Correcting a contracture usually involves cutting out the scar and replacing it with a skin graft or a flap. In some cases a procedure known as Z-plasty may be used. And new techniques, such as tissue expansion, are playing an increasingly important role. If the contracture has existed for some time, you may need physical therapy after surgery to restore full function.
Because of its location, a facial scar is frequently considered a cosmetic problem, whether or not it is hypertrophic. There are several ways to make a facial scar less noticeable. Often it is simply cut out and closed with tiny stitches, leaving a thinner, less noticeable scar.
If the scar lies across the natural skin creases (or “lines of relaxation”) the surgeon may be able to reposition it to run parallel to these lines, where it will be less conspicuous. (See Z-plasty). Some facial scars can be softened using a technique called dermabrasion, a controlled scraping of the top layers of the skin using a hand-held, high-speed rotary wheel. Dermabrasion leaves a smoother surface to the skin, but it won’t completely erase the scar.
Z-plasty is a surgical technique used to reposition a scar so that it more closely conforms to the natural lines and creases of the skin, where it will be less noticeable. It can also relieve the tension caused by contracture.
In this procedure, the old scar is removed and new incisions are made on each side, creating small triangular flaps of skin. These flaps are then rearranged to cover the wound at a different angle, giving the scar a “Z”pattern. The wound is closed with fine stitches, which are removed a few days later.
Skin Grafting and Flap Surgery
Skin grafts and flaps are more serious than other forms of scar surgery. They’re more likely to be performed in a hospital as inpatient procedures, using general anesthesia. The treated area may take several weeks or months to heal, and a support garment or bandage may be necessary for up to a year.
Grafting involves the transfer of skin from a healthy part of the body (the donor site) to cover the injured area.
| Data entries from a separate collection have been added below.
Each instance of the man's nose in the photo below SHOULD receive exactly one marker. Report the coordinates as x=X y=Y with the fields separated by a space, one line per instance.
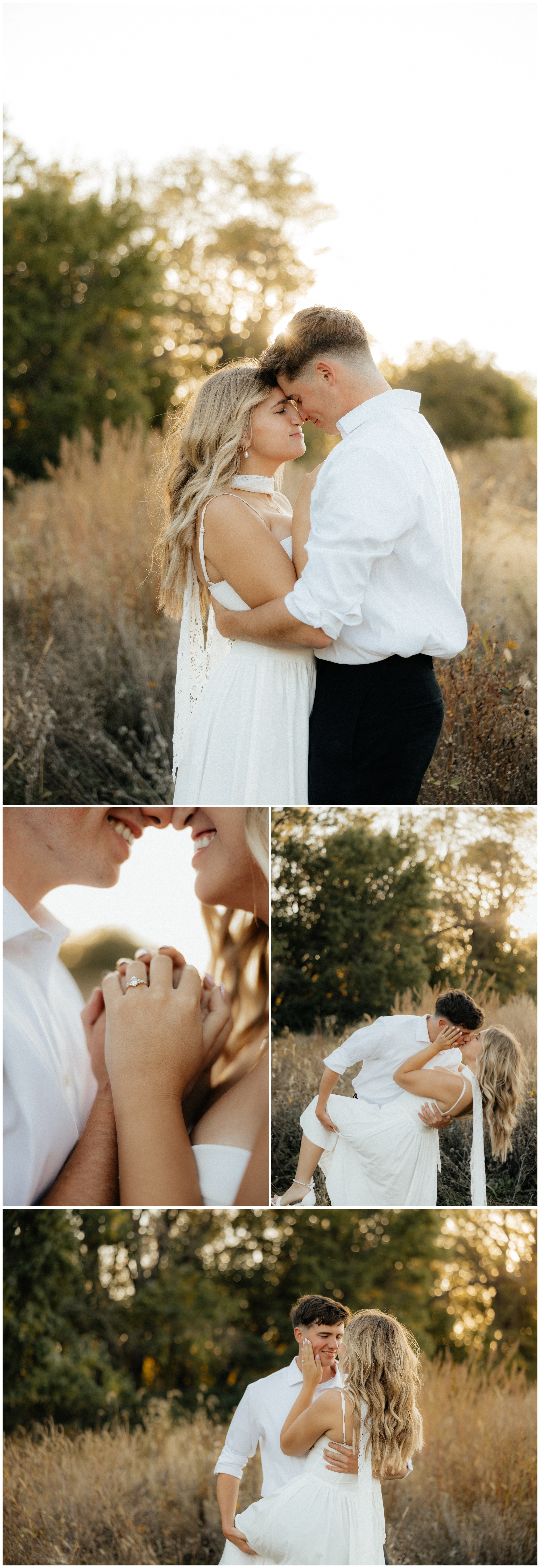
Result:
x=156 y=819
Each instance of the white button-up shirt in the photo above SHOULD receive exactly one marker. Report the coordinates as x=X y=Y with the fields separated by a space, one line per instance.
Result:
x=48 y=1078
x=382 y=1048
x=260 y=1417
x=384 y=570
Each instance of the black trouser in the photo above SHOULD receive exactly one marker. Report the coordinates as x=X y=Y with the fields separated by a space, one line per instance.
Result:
x=373 y=731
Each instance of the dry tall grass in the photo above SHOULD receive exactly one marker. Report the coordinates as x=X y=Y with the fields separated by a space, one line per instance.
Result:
x=90 y=667
x=150 y=1497
x=297 y=1067
x=89 y=664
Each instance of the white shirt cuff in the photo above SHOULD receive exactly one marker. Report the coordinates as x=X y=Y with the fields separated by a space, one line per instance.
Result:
x=304 y=607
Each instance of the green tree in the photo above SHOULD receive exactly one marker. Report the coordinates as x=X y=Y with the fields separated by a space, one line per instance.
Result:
x=465 y=399
x=108 y=1310
x=351 y=915
x=49 y=1365
x=484 y=882
x=114 y=310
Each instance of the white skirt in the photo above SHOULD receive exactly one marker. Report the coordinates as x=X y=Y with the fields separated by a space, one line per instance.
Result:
x=250 y=731
x=382 y=1155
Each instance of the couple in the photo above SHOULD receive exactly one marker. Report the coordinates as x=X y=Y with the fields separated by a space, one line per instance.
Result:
x=158 y=1090
x=360 y=586
x=382 y=1147
x=329 y=1438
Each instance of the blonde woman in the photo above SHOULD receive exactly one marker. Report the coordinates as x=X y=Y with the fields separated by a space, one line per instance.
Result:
x=243 y=710
x=329 y=1517
x=387 y=1153
x=189 y=1065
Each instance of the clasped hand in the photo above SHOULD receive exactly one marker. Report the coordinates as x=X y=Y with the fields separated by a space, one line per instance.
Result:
x=194 y=1036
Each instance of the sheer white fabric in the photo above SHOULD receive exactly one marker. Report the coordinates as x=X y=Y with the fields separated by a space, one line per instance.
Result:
x=385 y=1155
x=241 y=722
x=321 y=1517
x=478 y=1161
x=221 y=1170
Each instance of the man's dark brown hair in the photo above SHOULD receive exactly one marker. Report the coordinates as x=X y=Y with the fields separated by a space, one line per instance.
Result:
x=459 y=1009
x=315 y=332
x=318 y=1310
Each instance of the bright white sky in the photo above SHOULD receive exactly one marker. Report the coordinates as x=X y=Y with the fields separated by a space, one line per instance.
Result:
x=153 y=899
x=415 y=120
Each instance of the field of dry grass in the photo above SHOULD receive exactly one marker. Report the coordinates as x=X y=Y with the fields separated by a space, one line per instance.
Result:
x=296 y=1075
x=90 y=667
x=150 y=1497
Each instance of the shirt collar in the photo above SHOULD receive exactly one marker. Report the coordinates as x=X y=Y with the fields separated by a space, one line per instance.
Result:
x=16 y=923
x=379 y=407
x=294 y=1376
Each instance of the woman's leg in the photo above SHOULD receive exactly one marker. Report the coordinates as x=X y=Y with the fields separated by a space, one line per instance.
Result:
x=308 y=1161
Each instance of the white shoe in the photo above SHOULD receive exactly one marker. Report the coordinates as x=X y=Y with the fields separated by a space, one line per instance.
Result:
x=310 y=1202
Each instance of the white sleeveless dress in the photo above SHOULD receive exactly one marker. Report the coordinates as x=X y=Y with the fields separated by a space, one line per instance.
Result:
x=221 y=1170
x=385 y=1155
x=250 y=727
x=321 y=1517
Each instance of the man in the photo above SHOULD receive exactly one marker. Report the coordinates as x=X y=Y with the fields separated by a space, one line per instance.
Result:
x=384 y=567
x=382 y=1048
x=263 y=1410
x=385 y=1045
x=59 y=1120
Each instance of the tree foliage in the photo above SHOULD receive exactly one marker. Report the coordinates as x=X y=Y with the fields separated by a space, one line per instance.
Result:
x=362 y=912
x=114 y=308
x=465 y=399
x=109 y=1310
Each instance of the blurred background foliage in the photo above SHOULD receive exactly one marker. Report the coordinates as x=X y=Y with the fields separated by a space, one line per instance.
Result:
x=115 y=305
x=112 y=308
x=108 y=1312
x=363 y=910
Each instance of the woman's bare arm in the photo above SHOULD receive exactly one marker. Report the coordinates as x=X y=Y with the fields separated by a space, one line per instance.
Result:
x=241 y=549
x=302 y=520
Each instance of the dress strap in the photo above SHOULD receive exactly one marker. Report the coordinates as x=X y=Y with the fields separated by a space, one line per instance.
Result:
x=458 y=1101
x=202 y=546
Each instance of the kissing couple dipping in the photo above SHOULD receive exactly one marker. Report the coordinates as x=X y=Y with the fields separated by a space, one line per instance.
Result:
x=417 y=1076
x=158 y=1090
x=310 y=629
x=329 y=1434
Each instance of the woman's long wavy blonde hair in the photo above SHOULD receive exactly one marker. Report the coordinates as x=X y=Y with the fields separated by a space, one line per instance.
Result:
x=200 y=457
x=241 y=949
x=503 y=1073
x=382 y=1371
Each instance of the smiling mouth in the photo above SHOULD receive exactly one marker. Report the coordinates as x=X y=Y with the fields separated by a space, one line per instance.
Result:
x=125 y=832
x=202 y=841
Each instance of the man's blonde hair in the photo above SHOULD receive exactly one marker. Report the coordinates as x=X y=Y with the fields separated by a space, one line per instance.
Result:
x=313 y=332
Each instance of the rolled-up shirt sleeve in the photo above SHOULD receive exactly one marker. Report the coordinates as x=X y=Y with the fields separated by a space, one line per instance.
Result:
x=359 y=1048
x=360 y=507
x=241 y=1442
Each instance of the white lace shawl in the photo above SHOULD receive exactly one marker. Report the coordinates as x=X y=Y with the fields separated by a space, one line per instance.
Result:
x=197 y=661
x=478 y=1163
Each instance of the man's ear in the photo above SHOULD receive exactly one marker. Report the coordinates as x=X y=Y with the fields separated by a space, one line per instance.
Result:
x=327 y=371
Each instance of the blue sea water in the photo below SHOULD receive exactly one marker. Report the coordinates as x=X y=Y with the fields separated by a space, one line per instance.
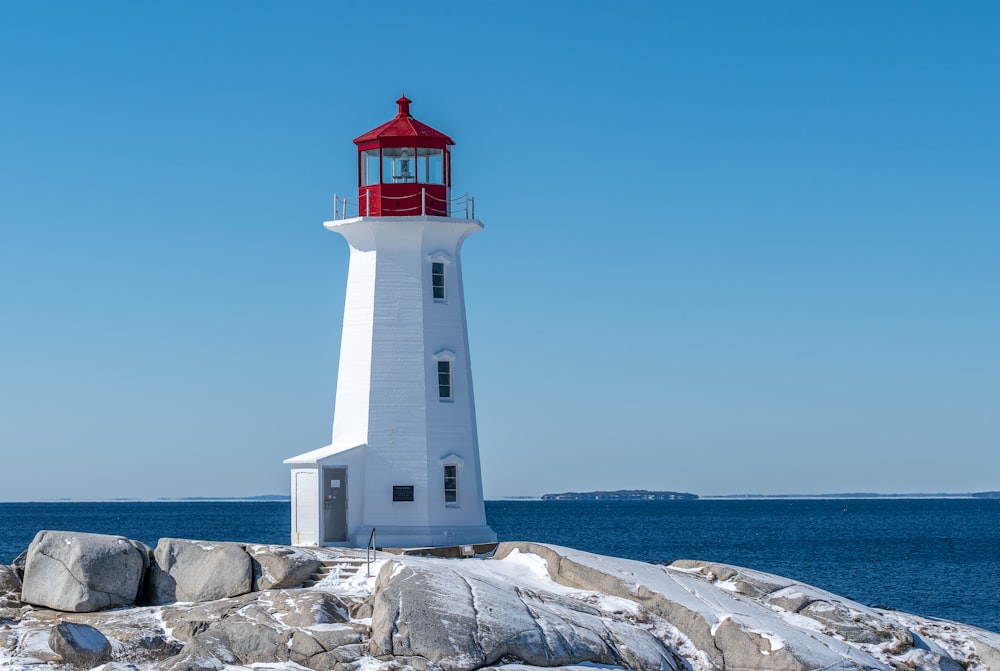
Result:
x=935 y=557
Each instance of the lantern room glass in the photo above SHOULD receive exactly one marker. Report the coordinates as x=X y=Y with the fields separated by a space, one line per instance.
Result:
x=398 y=165
x=369 y=167
x=430 y=166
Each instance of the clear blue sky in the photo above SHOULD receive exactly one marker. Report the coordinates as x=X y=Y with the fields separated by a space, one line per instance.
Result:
x=730 y=247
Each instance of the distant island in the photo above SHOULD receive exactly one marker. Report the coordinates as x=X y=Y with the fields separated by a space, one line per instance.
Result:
x=861 y=495
x=621 y=495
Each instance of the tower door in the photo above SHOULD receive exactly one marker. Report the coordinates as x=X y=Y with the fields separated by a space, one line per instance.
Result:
x=334 y=505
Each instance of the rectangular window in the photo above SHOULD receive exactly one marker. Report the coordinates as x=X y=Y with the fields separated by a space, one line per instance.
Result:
x=444 y=379
x=402 y=492
x=437 y=280
x=451 y=484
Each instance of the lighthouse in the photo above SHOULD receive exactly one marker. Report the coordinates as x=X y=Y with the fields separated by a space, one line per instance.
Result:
x=403 y=462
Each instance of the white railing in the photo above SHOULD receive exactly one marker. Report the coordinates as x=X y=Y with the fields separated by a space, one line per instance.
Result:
x=422 y=203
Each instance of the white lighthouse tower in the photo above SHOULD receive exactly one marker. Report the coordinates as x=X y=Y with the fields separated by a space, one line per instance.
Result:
x=404 y=459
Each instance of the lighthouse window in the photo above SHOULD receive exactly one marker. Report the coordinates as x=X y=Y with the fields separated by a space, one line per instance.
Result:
x=451 y=484
x=437 y=280
x=430 y=166
x=399 y=165
x=444 y=379
x=369 y=167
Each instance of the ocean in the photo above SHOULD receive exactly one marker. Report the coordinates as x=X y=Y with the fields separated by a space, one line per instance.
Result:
x=933 y=557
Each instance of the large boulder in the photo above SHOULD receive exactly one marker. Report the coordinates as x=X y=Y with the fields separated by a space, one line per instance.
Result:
x=10 y=587
x=79 y=645
x=78 y=572
x=184 y=570
x=280 y=567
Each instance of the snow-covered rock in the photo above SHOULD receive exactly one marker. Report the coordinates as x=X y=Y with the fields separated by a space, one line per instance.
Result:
x=532 y=606
x=278 y=567
x=185 y=570
x=80 y=572
x=79 y=645
x=10 y=587
x=460 y=617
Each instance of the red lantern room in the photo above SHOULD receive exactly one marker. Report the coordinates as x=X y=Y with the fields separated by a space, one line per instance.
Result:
x=404 y=168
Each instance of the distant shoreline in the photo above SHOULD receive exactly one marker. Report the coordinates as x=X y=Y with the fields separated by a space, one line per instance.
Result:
x=639 y=495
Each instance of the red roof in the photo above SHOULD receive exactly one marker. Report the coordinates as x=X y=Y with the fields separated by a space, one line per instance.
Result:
x=404 y=125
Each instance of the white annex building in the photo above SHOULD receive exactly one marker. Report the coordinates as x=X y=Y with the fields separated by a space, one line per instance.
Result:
x=404 y=459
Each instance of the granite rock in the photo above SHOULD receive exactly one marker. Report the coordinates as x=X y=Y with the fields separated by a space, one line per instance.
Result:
x=79 y=572
x=194 y=571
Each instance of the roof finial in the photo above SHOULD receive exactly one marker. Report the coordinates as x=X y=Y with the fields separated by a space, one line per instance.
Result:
x=404 y=106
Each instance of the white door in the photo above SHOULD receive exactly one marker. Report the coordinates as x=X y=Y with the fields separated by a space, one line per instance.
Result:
x=305 y=515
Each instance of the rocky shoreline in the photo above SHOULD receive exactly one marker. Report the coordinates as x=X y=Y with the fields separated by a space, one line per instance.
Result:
x=86 y=601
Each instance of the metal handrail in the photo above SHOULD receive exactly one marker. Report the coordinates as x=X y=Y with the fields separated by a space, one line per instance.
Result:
x=464 y=204
x=370 y=552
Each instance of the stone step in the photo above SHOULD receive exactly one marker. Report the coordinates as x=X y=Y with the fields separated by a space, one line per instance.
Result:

The graft is said to “take”when new blood vessels and scar tissue form in the injured area. While most grafts from a person’s own skin are successful, sometimes the graft doesn’t take. In addition, all grafts leave some scarring at the donor and recipient sites. Flap surgery is a complex procedure in which skin, along with the underlying fat, blood vessels, and sometimes the muscle, is moved from a healthy part of the body to the injured site.
Skin grafting and flap surgery can greatly improve the function of a scarred area. The cosmetic results may be less satisfactory, since the transferred skin may not precisely match the color and texture of the surrounding skin. In general, flap surgery produces better cosmetic results than skin grafts.